Ältere Autofahrer würden sich heute Abend an die Rasterfahndung in den Siebziger-und Achtzigerjahren erinnern, als die Bilder von Polizisten mit Maschinenpistolen bei den Straßenkontrollen die Schlagzeilen der Zeitungen beherrschten. Zurzeit lief bundesweit in allen deutschen Kinos Bernd Eichingers Film »Der Baader-Meinhof-Komplex« nach dem Buch des ehemaligen Spiegel-Chefredakteurs Stefan Aust. Erwachte durch die aktuelle Berichterstattung bei vielen potenziellen Tätern wieder die Wut auf das verhasste System?

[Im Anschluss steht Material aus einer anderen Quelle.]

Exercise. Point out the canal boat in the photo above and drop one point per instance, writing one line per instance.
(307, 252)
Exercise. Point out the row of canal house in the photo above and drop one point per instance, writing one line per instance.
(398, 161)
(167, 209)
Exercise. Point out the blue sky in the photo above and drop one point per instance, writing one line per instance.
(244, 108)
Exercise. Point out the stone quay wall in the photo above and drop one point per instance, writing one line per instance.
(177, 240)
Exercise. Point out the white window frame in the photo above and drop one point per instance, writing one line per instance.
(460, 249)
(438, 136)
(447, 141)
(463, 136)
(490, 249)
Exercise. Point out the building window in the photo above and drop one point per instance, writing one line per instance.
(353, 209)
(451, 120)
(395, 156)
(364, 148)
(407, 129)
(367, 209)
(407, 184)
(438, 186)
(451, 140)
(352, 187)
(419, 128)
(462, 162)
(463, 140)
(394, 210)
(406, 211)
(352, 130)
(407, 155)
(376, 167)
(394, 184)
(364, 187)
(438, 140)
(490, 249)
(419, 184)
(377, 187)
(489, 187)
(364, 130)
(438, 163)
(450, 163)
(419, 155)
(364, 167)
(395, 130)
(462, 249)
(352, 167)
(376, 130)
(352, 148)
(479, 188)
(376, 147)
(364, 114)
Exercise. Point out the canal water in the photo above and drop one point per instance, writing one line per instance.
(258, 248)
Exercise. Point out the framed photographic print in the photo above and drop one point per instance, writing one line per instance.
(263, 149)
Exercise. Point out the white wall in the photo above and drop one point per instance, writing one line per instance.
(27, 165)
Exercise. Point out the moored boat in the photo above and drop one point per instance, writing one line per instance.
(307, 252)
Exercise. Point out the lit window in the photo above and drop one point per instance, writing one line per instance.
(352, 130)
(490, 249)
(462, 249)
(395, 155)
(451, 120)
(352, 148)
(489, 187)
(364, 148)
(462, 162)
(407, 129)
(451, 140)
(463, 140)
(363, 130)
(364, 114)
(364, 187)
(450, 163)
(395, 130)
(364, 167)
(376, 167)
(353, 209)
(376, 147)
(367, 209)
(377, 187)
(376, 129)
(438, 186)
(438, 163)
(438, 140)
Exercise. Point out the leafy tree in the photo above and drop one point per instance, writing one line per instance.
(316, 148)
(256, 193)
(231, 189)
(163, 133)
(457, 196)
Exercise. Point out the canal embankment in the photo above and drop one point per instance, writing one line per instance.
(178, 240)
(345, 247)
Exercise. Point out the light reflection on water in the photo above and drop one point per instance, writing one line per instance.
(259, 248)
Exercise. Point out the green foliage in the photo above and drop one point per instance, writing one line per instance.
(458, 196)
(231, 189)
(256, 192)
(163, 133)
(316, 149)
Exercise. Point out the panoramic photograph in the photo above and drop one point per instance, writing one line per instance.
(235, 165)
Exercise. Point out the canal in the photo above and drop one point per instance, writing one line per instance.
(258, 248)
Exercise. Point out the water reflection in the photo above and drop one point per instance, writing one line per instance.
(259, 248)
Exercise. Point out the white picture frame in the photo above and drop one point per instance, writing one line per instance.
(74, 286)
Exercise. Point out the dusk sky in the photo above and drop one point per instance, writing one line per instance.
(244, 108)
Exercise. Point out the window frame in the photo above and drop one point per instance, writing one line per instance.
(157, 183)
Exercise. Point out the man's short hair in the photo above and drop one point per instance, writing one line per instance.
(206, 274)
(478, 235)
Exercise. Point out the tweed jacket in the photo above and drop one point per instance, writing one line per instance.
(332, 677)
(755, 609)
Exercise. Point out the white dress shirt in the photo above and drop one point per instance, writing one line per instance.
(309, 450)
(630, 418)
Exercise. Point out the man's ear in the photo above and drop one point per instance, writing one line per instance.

Oder hatte der Anschlag vielleicht einen islamistischen Hintergrund? Deutschland im Fadenkreuz des Dschihad? Auch möglich. Seit dem terroristischen Anschlag am 11. September in New York scheint nichts unmöglich. Vor vier Wochen waren in Köln zwei Polizisten in einen Hinterhalt gelockt worden. Es wurde eine hilflose Person im Stadtpark gemeldet. Als die Polizisten dem reglos auf dem Boden liegenden jungen Türken erste Hilfe leisten wollten, sprang dieser plötzlich auf. Er hielt eine Waffe in der Hand. Gleichzeitig stürmten zwei weitere Männer hinzu und bedrohten die Polizisten mit Schusswaffen. Als die Beamten flüchteten, schossen die Täter mit Schreckschusspistolen. Die drei in Deutschland geborenen Türken wurden kurze Zeit später in Köln festgenommen. Bei der Vernehmung gaben sie zu, dass sie den Polizisten ihre Dienstwaffen entreißen und sie anschließend töten wollten. Sie wollten sich am Dschihad beteiligen. Deutschland sei wegen des Afghanistan-Einsatzes der Bundeswehr ihr Feind. War der Koblenzer Anschlag vielleicht sogar ein Racheakt für den missglückten Überfall auf die Kölner Kollegen? Lenas Überlegungen verirren sich immer mehr in einem Gedankenlabyrinth, aber sie findet keine Erklärung.